A program which decides for a give word w entscheidet, whether it can is in the language of a given context-free grammar G is called parser for G. In addition to this yes/no answer, it is useful that the parser yields further information, like a left-derivation or a syntax tree.
There are different approaches to implement parsers:
Parser-generators like YACC (for C) or Happy (for Haskell) take a textual representation of the grammar and produce a parser program for this grammar.
Recursive-decent parsers can be defined by alternating, recursive functions - one function for every non-terminal of the grammar.
Parser combinators allow the definition of recursive-decent parsers in a grammar like notation. Hence parser combinators define parsers, which can directly be executed and applied as parser.

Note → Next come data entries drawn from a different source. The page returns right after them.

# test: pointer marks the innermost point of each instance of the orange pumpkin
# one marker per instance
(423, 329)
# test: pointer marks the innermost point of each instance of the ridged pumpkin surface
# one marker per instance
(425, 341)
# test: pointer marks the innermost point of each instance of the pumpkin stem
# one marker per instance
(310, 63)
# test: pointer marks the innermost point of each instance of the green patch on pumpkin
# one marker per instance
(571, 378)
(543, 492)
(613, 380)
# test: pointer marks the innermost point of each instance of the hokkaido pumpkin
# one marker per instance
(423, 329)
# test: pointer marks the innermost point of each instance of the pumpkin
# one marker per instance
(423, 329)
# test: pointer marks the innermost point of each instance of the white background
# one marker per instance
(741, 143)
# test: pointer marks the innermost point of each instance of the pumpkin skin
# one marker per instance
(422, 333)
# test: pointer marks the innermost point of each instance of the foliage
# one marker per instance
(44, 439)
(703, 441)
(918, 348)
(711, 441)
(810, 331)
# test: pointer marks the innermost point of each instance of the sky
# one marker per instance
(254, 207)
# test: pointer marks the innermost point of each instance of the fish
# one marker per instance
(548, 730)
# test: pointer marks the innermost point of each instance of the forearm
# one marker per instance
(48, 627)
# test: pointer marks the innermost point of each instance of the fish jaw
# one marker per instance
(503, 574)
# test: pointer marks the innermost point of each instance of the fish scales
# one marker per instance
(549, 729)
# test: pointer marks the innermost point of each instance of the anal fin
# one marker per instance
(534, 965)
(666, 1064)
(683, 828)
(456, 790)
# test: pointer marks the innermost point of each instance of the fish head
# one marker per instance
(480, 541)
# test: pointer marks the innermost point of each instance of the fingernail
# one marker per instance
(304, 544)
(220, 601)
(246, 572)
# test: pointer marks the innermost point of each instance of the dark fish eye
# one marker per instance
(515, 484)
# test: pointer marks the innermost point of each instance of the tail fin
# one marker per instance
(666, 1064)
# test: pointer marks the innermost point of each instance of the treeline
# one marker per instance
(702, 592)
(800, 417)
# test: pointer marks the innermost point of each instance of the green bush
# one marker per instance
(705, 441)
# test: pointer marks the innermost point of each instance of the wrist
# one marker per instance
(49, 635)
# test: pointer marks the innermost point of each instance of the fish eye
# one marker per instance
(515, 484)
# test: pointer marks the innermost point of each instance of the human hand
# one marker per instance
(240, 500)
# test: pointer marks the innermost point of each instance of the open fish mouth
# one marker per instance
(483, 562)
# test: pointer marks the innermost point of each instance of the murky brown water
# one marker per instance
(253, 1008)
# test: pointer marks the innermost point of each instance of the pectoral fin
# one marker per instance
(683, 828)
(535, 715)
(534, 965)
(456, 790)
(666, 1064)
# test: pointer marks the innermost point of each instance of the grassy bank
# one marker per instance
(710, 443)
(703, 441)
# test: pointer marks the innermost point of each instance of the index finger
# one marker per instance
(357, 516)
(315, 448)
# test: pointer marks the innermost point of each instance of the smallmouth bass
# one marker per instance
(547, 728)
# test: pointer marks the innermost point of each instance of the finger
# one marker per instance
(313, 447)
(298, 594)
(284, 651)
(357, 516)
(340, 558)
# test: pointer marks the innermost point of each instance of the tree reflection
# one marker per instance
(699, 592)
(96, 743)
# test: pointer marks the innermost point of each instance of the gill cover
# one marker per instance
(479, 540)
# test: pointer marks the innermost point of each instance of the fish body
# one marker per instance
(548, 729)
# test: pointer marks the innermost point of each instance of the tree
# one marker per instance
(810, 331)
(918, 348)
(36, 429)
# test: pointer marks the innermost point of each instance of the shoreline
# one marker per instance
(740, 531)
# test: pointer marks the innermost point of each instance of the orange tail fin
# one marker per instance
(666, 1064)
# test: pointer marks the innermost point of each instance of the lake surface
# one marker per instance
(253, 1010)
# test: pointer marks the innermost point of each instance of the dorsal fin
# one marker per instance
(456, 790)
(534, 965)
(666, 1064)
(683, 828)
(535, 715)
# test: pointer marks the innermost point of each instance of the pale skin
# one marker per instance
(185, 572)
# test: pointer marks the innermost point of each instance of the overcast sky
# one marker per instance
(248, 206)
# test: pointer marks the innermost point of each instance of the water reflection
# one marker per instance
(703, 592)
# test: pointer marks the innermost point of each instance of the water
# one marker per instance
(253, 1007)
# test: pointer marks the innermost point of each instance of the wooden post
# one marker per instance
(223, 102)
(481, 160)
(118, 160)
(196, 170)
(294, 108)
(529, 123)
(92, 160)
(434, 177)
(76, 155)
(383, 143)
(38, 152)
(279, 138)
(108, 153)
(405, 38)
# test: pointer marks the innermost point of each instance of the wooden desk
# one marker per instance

In the following we deal with the usage and implementation of such parser combinators.
A Parser (combinator) is a value of type Parser a
and can be applied to a string by means of the function parse
.
parse :: Parser a -> String -> Maybe a
The type a contains additional information, which are returned in case of a successful parse. A parser which only decides, whether a word can be derived is of type Parser ()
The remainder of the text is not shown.